Subspecies divergences of nagt genes vary significantly with different species complexes (Table 2). The nucleotide polymorphism seen among the subspecies variants within each complex is as follows: L. amazonensis-L. mexicana and L. tropica (29 sites) > L. braziliensis-L. panamensis and L. turanica-L. gerbilli (15 sites) > L. donovani-L. infantum and L. major (6 to 8 sites) (Table 2). A similar intraspecies divergence within each complex is noted also from the values of their genetic distances, as follows: L. tropica > L. amazonensis-L. mexicana > L. turanica-L. gerbilli > L. braziliensis-L. panamensis > L. donovani-L. infantum > L. major (Table 2). Intraspecies divergence of the fc gene sequences measured by distance analyses also showed the highest and the lowest values for L. tropica and L. donovani-L. infantum, respectively (data not shown). The intraspecies nucleotide polymorphisms resulted largely in silent mutations, especially in the case of L. major (Table 2).

TABLE 2.

Leishmania nagt intraspecies diversity

Species complex	No. of variants/total	No. nt polymorphic sites	No. amino acid substitutionsa			Intraspecies distance (nt 37 to 1360)c
			Silent	Conserved	Nonconserved
L. major	4/23	6	6	0	0	0.001-0.004
L. turanica-L. gerbillib	2/21	15	7	3	5	0.011
L. tropica	7/48	29	18	8	3	0.001-0.016
L. donovani-L. infantum	5/91	8	3	1	3	0.002-0.005
L. amazonensis-L. mexicana	4/5	29	16	5	8	0.005-0.016
L. braziliensis-L. panamensis	3/4	15	12	2	1	0.003-0.009

^aScored by using Blosum-80 for conserved or nonconserved amino acid substitutions.
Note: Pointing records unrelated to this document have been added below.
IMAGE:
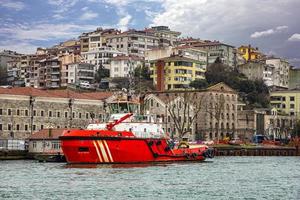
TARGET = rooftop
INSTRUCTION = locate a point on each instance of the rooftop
(28, 91)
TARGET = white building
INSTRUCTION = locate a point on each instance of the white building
(122, 66)
(100, 56)
(80, 72)
(133, 42)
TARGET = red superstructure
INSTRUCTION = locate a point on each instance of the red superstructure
(109, 146)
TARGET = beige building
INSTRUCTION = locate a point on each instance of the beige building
(124, 66)
(133, 42)
(267, 122)
(26, 110)
(281, 75)
(214, 109)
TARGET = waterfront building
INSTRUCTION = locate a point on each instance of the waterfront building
(175, 72)
(45, 142)
(124, 66)
(286, 102)
(249, 53)
(215, 118)
(263, 121)
(25, 110)
(294, 78)
(281, 68)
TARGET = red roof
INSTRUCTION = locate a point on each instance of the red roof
(47, 134)
(127, 58)
(28, 91)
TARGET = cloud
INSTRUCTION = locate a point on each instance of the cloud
(63, 6)
(44, 32)
(269, 32)
(15, 5)
(88, 15)
(221, 20)
(295, 38)
(18, 46)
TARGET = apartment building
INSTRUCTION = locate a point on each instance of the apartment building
(175, 72)
(287, 102)
(281, 68)
(214, 120)
(124, 66)
(166, 36)
(79, 72)
(249, 53)
(133, 42)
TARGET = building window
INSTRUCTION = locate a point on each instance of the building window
(55, 145)
(34, 145)
(292, 98)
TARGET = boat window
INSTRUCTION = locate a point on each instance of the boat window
(83, 149)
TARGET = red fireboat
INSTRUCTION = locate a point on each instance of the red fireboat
(110, 145)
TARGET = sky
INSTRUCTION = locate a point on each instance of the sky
(271, 25)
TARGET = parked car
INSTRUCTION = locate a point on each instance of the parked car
(85, 85)
(235, 141)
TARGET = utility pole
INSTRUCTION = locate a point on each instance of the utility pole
(31, 105)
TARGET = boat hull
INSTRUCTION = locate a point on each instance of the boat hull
(118, 149)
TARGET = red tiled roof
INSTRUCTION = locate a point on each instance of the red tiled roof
(47, 134)
(28, 91)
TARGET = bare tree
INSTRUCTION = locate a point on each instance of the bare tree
(184, 108)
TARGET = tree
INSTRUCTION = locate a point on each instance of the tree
(101, 73)
(184, 109)
(296, 130)
(199, 84)
(216, 110)
(3, 76)
(255, 93)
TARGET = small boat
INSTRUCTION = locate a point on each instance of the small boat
(125, 141)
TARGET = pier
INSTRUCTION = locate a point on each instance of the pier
(255, 151)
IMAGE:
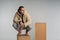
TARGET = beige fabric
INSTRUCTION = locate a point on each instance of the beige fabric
(26, 18)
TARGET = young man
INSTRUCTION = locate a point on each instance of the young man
(22, 20)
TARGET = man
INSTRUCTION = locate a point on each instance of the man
(22, 20)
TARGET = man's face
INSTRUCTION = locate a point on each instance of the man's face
(22, 10)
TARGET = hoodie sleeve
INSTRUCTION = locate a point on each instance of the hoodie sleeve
(16, 18)
(28, 20)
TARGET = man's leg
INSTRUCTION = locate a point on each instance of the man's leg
(27, 30)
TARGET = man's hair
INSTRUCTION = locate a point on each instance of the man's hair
(20, 8)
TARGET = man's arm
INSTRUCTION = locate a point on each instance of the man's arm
(28, 20)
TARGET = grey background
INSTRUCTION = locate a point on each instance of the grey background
(43, 11)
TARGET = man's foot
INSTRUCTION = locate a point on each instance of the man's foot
(26, 34)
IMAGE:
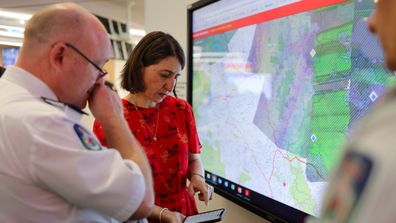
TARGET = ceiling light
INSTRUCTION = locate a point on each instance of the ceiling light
(8, 43)
(14, 15)
(137, 32)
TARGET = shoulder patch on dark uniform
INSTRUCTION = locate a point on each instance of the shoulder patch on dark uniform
(86, 138)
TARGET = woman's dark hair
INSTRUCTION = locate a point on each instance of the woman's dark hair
(151, 49)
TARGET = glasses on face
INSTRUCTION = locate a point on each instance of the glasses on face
(102, 72)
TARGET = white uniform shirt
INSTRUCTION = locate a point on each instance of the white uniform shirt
(51, 168)
(363, 186)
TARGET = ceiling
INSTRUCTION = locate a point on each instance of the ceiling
(128, 11)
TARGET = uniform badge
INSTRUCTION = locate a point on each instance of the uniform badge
(347, 187)
(86, 138)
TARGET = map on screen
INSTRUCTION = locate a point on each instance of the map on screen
(275, 100)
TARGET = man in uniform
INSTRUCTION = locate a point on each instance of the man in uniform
(51, 168)
(362, 188)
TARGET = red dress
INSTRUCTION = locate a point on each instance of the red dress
(168, 156)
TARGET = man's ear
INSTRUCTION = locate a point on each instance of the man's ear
(56, 56)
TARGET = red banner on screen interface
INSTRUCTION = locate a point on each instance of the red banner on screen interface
(294, 8)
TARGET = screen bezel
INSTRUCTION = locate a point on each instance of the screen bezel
(272, 210)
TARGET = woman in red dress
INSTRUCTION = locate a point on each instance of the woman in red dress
(164, 125)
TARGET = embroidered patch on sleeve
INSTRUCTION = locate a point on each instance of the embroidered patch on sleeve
(347, 187)
(86, 138)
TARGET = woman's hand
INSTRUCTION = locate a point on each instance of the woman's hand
(172, 217)
(197, 184)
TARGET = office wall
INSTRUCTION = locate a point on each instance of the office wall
(171, 16)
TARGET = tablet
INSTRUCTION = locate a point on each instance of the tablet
(206, 217)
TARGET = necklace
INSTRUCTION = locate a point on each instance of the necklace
(147, 127)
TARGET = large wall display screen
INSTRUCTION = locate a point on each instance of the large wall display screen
(276, 86)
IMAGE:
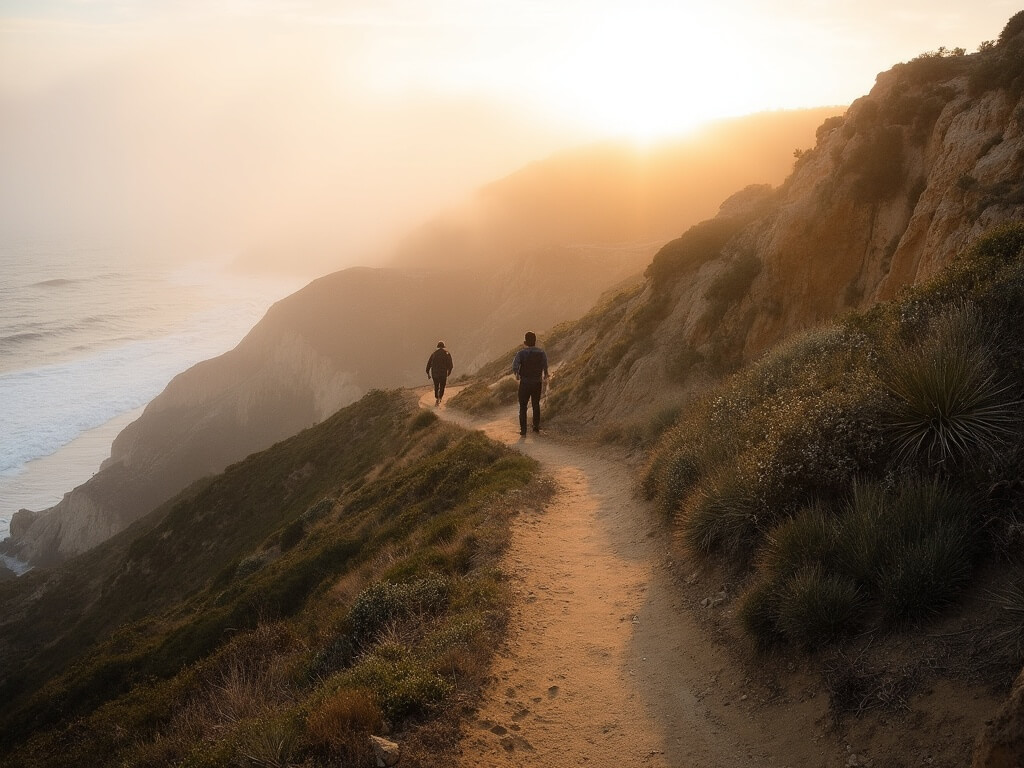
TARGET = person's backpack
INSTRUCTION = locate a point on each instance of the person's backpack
(440, 364)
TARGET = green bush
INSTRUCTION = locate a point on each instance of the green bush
(721, 516)
(1009, 601)
(699, 244)
(759, 612)
(816, 606)
(1013, 28)
(402, 684)
(913, 548)
(876, 165)
(731, 286)
(999, 69)
(383, 603)
(422, 420)
(805, 541)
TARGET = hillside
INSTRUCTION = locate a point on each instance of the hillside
(332, 587)
(476, 288)
(825, 384)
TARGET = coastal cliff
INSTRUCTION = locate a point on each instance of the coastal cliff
(891, 192)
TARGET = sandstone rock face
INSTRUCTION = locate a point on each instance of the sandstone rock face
(1001, 743)
(891, 193)
(314, 352)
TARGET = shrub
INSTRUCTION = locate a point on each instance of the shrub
(322, 508)
(699, 244)
(721, 515)
(800, 543)
(733, 283)
(401, 684)
(815, 606)
(1013, 28)
(759, 612)
(1009, 602)
(422, 420)
(342, 722)
(912, 548)
(1001, 68)
(383, 603)
(292, 534)
(948, 404)
(923, 577)
(876, 165)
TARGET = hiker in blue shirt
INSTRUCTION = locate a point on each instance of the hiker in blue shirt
(438, 369)
(530, 370)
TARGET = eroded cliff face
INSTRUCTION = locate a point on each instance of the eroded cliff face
(314, 352)
(890, 194)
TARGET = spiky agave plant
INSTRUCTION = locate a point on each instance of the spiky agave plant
(948, 403)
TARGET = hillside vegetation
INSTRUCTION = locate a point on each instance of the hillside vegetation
(338, 585)
(911, 174)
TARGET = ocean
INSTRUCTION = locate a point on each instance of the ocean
(87, 338)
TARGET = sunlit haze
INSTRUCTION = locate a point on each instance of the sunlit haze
(317, 131)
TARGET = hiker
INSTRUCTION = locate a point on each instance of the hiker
(438, 368)
(530, 370)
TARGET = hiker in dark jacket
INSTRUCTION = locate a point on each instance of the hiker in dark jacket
(530, 370)
(438, 368)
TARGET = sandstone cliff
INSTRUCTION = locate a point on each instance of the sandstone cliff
(539, 249)
(892, 190)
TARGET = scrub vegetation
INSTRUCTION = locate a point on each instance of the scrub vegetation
(859, 474)
(339, 585)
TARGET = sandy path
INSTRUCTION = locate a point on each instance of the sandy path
(602, 666)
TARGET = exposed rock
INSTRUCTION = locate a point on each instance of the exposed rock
(891, 193)
(1001, 743)
(387, 753)
(328, 344)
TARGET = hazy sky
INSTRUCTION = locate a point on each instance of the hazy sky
(324, 126)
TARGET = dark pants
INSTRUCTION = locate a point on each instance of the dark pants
(529, 390)
(439, 386)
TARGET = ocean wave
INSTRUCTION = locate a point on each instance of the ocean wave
(47, 407)
(22, 337)
(55, 283)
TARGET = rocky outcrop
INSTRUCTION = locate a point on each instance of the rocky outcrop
(539, 249)
(1001, 743)
(893, 189)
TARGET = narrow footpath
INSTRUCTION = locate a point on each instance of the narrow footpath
(603, 666)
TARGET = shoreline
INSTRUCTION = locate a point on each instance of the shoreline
(43, 481)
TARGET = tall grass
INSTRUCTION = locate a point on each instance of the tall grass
(948, 404)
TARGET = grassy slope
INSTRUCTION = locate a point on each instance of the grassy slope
(342, 580)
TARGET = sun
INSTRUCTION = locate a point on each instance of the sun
(628, 77)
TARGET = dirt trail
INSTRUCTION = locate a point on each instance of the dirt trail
(602, 666)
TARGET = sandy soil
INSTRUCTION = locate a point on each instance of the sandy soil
(605, 665)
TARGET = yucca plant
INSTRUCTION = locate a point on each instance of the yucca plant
(806, 540)
(721, 515)
(948, 402)
(1010, 624)
(815, 606)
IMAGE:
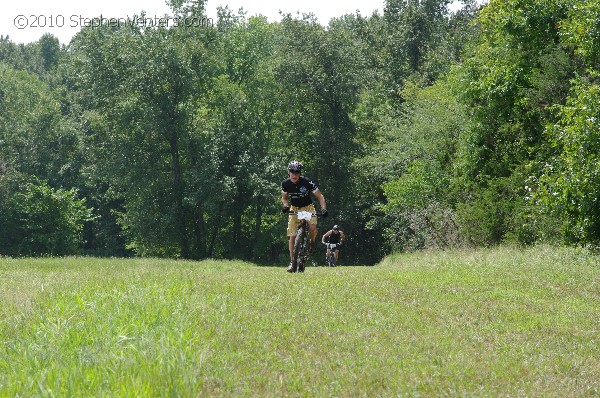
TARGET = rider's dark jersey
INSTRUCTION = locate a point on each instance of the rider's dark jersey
(334, 238)
(299, 193)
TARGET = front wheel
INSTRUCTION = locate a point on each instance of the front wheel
(331, 259)
(299, 249)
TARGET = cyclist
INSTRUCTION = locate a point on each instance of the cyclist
(295, 196)
(336, 236)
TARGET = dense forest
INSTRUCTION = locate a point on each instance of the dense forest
(424, 128)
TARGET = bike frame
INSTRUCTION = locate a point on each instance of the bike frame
(331, 258)
(301, 242)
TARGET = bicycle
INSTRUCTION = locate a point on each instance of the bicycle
(331, 258)
(302, 241)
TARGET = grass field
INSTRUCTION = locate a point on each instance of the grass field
(498, 322)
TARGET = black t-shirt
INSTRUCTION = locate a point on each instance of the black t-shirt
(299, 193)
(334, 238)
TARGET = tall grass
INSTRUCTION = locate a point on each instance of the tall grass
(499, 322)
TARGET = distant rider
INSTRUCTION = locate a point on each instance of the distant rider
(333, 236)
(295, 191)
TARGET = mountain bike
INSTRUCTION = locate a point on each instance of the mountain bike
(302, 241)
(331, 258)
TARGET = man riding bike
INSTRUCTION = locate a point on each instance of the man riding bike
(333, 236)
(295, 191)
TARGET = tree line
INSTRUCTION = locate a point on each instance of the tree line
(424, 128)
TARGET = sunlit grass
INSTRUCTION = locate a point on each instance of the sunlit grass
(501, 322)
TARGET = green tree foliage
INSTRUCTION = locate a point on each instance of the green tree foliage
(423, 128)
(37, 219)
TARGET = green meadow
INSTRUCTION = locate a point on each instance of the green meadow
(496, 322)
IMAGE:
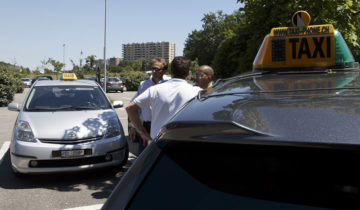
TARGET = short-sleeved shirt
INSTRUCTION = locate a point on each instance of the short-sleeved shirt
(145, 113)
(165, 100)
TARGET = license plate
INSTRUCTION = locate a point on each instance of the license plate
(72, 153)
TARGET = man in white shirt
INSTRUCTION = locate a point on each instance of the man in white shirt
(159, 68)
(164, 99)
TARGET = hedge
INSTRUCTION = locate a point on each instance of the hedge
(10, 83)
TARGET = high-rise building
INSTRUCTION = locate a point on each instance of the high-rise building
(149, 50)
(114, 61)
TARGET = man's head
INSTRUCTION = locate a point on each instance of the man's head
(180, 67)
(159, 68)
(204, 76)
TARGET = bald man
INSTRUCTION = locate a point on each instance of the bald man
(204, 76)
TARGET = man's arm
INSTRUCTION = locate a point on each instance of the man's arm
(133, 112)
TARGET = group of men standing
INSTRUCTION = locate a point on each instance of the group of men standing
(157, 101)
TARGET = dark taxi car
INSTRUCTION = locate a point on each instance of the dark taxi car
(285, 136)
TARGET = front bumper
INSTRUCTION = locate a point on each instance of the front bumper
(104, 153)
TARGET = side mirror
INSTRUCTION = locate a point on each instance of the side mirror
(13, 107)
(118, 104)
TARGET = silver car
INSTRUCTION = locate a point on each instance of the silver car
(26, 82)
(66, 126)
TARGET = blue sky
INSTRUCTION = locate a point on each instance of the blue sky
(34, 30)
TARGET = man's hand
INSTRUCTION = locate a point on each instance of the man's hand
(145, 136)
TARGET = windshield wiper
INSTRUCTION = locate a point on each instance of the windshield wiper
(39, 110)
(76, 108)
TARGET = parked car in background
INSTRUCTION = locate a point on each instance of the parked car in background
(64, 126)
(34, 79)
(26, 82)
(284, 136)
(113, 84)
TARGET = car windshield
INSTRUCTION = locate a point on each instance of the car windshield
(255, 177)
(66, 98)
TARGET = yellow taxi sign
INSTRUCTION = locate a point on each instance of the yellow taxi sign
(300, 47)
(68, 76)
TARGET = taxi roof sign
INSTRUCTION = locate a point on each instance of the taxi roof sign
(303, 47)
(68, 76)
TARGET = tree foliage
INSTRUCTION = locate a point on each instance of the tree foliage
(202, 44)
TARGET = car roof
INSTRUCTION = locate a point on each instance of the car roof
(65, 83)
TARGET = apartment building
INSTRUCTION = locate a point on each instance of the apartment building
(149, 50)
(114, 61)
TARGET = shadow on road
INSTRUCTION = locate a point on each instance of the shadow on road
(102, 181)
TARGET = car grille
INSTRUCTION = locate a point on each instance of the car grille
(70, 141)
(70, 162)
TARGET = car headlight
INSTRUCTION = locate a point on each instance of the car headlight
(113, 128)
(24, 132)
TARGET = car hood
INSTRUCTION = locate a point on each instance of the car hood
(68, 124)
(328, 114)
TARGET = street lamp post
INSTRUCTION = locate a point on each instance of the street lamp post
(64, 55)
(105, 50)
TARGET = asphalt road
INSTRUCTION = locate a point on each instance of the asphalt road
(87, 189)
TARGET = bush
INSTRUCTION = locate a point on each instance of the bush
(18, 85)
(7, 87)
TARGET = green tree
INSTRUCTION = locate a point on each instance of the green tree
(202, 44)
(230, 44)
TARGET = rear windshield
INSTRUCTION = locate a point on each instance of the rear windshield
(67, 98)
(227, 176)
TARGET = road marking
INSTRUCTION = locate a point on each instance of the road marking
(3, 150)
(93, 207)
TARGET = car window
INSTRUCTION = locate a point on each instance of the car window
(190, 176)
(69, 98)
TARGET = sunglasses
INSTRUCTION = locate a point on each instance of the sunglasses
(197, 75)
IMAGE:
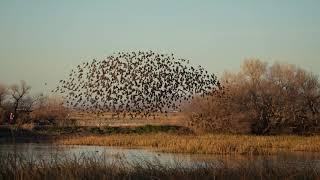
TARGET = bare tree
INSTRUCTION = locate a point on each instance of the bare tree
(18, 92)
(265, 99)
(3, 93)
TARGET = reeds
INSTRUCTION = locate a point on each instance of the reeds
(19, 167)
(204, 144)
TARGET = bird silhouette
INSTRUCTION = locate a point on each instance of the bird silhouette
(135, 83)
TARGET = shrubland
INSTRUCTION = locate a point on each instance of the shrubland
(260, 99)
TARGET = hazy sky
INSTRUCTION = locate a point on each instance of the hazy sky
(40, 41)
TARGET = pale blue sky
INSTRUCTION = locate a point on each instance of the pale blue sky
(40, 41)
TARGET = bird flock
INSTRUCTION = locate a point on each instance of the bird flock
(135, 83)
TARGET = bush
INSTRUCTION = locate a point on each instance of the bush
(261, 99)
(50, 111)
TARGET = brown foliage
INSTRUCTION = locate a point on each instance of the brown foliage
(261, 99)
(49, 109)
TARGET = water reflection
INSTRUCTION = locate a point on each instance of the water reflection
(111, 154)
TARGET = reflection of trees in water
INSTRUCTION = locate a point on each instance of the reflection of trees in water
(135, 83)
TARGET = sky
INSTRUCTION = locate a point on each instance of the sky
(42, 40)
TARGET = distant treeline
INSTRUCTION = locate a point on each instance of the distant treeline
(16, 100)
(260, 99)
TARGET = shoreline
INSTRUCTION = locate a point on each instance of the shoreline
(217, 144)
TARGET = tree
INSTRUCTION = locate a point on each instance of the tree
(3, 94)
(264, 99)
(18, 93)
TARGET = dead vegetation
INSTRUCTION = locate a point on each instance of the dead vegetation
(261, 99)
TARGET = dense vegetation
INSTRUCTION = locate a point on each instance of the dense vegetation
(261, 99)
(21, 167)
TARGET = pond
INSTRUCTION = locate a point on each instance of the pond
(112, 154)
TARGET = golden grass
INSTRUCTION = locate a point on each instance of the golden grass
(204, 144)
(91, 119)
(15, 166)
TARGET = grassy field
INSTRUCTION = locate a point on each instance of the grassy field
(19, 167)
(106, 119)
(204, 144)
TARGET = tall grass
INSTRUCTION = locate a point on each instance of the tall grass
(205, 144)
(20, 167)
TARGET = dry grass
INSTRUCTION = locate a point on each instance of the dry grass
(106, 119)
(14, 166)
(205, 144)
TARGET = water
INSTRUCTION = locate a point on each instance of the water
(112, 154)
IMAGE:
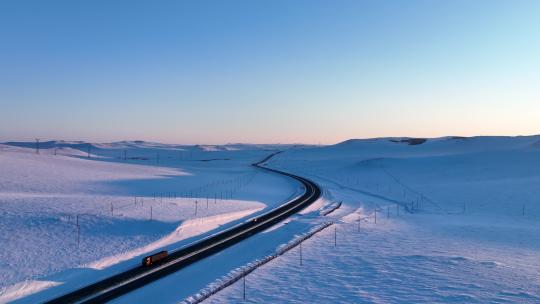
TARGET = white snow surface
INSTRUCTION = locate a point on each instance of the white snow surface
(467, 231)
(458, 220)
(129, 198)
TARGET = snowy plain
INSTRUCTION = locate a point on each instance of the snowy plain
(76, 212)
(458, 219)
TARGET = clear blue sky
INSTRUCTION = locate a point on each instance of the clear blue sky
(267, 71)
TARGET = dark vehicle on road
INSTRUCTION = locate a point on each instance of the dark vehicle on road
(155, 258)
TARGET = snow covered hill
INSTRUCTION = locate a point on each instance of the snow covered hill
(458, 221)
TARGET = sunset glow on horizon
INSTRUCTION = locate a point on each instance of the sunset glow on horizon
(268, 72)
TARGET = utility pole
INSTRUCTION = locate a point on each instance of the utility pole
(244, 279)
(335, 236)
(300, 253)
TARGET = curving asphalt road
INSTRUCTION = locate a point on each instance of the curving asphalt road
(120, 284)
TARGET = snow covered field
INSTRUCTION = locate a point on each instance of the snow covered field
(70, 217)
(458, 220)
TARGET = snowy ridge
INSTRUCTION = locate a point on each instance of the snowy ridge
(241, 272)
^bExcluding the codon deletion (nt 353 to 355) in L. turanica.

^cValues were determined by pair-wise comparisons among different genotypes within each species complex (see Materials and Methods). Compare the scale of genetic distances with that in Fig. 6B.

Allelic sequence heterogeneity (heterozygosity) of nagt is prominent and apparently genome wide in the L. tropica complex.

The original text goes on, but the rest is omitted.